As crisis mounts, a community responds
By Amanda McQuade
Published Aug. 21, 2020
The Community Food Bank of Grand Junction is a resource for people facing food insecurity on Colorado’s Western Slope. Produce grown at CSU’s Western Colorado Research Center is donated to this and other food banks. Photo: Alec Jacobson
It turns out that vegetable seedlings don’t react when you stare at them, willing them to grow faster.
In April, I stood in our greenhouse and tried.
We had thousands of cucumber, melon, pepper, and tomato seedlings sprouting at the CSU Western Colorado Research Center near Grand Junction. Through a unique alliance with area schools and nonprofits, produce from these plants would go to community food banks and emergency food programs on the Western Slope. But we were months away from harvest, and I was deeply frustrated we couldn’t respond faster to the food crisis triggered by COVID-19.
Hunger and food insecurity – a shortage of nutritious household food and the ability to buy it – have starkly worsened during the pandemic, as business closures have inflicted broad unemployment. School shutdowns have further impeded access to healthy meals among children in low-income families.
This summer, an estimated 18 percent of children in the United States do not have enough to eat, according to analysis of U.S. Census data by the Hamilton Project, the economic policy branch of the Brookings Institution. In all, 14 million children live in U.S. homes coping with food insecurity, nearly six times the number in recent years, data show.
Here in Mesa County, food insecurity is a long-standing problem – affecting one in five children. It is more troubling now. One major food pantry in the county saw client volume triple in the first weeks of COVID-19, and the majority of those clients were new to the agency.
Even five months into the pandemic, the need for meals remains high among vulnerable populations and children. For instance, the Lunch Lizard summer meal program, which provides free breakfast and lunch for children in Mesa County, has seen a fourfold increase in service; in July, the program was serving 20,000 meals per week.
Responding to these needs has been challenging for charitable food programs. Yet, at the same time, the challenges have helped our community identify critical services, relationships, and charitable networks we do not want to lose. In this way, pandemic response is informing our community’s long-range planning and how we want our food-security safety net to function going forward.
Colorado State University and our Western Colorado Research Center have a role. In 2017, I began coordinating a program called the Community Alliance for Education and Hunger Relief, based at the research center on CSU’s Western Campus. The alliance donates food grown at our center as part of the university’s agricultural research – along with additional fruits and vegetables from newly established plots. The Community Alliance involves schools, local nonprofits, dozens of volunteers, and college students. Together, we grow, harvest, and distribute fresh, nutritious produce to people in need, while simultaneously providing public education about food insecurity and healthy eating.
Our university team has been gratified to join local solutions. It’s a principle at the heart of our land-grant mission – a way CSU students, faculty, staff, and Extension agents can respond to complex problems with reliable information, connections, systems thinking, and direct support to our communities.
I’ve seen this summer just how critical it is to stay united and motivated in our efforts directing nutritious food toward hunger relief. Nonprofit staff and volunteers know the psychological impact on children who are told not to eat too much because groceries need to last through the week. They know the impact on physical and emotional well-being when people subsist on low-cost, poor-quality food that is only occasionally supplemented by healthy food from a pantry or meal program.

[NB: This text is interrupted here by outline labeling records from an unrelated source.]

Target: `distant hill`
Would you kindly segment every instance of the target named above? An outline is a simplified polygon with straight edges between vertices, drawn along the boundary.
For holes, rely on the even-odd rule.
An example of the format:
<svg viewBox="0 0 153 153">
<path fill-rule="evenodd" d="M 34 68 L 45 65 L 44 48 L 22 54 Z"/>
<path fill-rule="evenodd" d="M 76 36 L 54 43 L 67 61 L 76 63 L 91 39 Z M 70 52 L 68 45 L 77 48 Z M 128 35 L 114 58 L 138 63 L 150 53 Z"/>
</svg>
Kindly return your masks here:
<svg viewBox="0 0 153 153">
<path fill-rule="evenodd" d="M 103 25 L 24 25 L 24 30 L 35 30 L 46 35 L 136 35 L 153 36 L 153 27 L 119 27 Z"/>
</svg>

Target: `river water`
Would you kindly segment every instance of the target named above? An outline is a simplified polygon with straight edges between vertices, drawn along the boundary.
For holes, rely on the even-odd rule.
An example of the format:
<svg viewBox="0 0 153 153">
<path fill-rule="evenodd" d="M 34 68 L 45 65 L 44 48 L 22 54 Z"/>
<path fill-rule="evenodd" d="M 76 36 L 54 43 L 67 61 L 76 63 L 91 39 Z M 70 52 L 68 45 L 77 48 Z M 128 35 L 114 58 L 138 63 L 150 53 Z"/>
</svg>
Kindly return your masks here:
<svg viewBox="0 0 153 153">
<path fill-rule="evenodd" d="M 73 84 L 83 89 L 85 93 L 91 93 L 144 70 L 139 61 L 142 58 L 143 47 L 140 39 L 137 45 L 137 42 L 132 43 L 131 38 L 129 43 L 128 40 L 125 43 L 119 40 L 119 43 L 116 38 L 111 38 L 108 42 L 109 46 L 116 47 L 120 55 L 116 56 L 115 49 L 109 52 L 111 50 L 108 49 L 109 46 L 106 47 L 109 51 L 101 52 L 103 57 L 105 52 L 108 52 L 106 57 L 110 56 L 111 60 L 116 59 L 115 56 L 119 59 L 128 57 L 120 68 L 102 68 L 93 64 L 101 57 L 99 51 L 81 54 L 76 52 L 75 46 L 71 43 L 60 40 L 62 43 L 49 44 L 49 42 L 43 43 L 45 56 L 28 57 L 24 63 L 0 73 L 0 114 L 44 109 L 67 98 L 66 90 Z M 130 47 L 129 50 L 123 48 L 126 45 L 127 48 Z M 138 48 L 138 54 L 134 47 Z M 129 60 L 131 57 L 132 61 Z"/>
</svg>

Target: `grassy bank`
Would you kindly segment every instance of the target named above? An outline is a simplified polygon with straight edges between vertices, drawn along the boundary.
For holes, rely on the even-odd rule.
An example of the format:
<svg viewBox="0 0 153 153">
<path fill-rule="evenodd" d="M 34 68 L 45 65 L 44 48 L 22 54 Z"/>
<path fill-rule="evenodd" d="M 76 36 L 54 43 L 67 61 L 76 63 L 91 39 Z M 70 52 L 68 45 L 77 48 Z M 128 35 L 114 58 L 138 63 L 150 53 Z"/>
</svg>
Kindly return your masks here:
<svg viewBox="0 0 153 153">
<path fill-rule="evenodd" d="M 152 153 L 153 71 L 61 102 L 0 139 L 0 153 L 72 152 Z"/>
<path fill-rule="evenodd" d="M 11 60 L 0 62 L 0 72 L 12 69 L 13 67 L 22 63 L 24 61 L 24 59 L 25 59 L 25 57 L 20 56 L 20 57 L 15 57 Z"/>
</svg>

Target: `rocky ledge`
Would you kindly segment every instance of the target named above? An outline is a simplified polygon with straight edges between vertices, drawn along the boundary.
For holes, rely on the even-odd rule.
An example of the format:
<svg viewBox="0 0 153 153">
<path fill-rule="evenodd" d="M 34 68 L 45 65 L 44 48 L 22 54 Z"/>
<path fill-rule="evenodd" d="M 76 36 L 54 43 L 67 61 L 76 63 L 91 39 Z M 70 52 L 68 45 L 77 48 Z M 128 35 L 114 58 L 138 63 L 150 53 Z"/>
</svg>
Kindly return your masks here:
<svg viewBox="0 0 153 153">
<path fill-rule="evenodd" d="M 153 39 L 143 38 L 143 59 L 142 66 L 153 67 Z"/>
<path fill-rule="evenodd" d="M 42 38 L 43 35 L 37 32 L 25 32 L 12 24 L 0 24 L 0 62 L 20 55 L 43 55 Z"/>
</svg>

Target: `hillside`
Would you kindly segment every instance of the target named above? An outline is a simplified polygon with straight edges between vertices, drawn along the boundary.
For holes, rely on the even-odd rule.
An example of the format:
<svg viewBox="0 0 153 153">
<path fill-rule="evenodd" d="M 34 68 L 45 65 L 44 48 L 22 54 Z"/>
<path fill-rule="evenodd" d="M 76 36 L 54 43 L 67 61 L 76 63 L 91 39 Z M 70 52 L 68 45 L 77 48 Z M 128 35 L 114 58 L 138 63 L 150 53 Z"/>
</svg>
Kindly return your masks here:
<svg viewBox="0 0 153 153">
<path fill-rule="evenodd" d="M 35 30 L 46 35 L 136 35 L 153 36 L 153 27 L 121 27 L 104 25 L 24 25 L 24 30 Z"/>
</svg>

I am inspired by community commitment in the face of these problems. Since the Community Alliance formed, the Western Colorado Research Center has grown and donated more than 270,000 pounds of fresh fruits and vegetables to food banks, pantries, and emergency meal providers across 14 counties on the Western Slope. This season, in response to the pandemic, we increased the number and variety of crops we’re growing for our farm to food bank program.
As I write, those seedlings from last spring are maturing in CSU garden plots. We have made it through spring frosts, winds, and insects. The tomato plants are above our heads. The first of our major harvests is rolling in, and the best part of my week is working with our dedicated volunteers to bring in the produce and deliver it to food pantries and meal programs.
We know this produce will help boost the nutritional content of someone’s next meal, and we hope to bring a smile to someone’s face. After all, there’s nothing better than a fresh, locally grown tomato.
Amanda McQuade is program coordinator for the Community Alliance for Education and Hunger Relief at Colorado State University’s Western Colorado Research Center, based on the Western Campus near Grand Junction.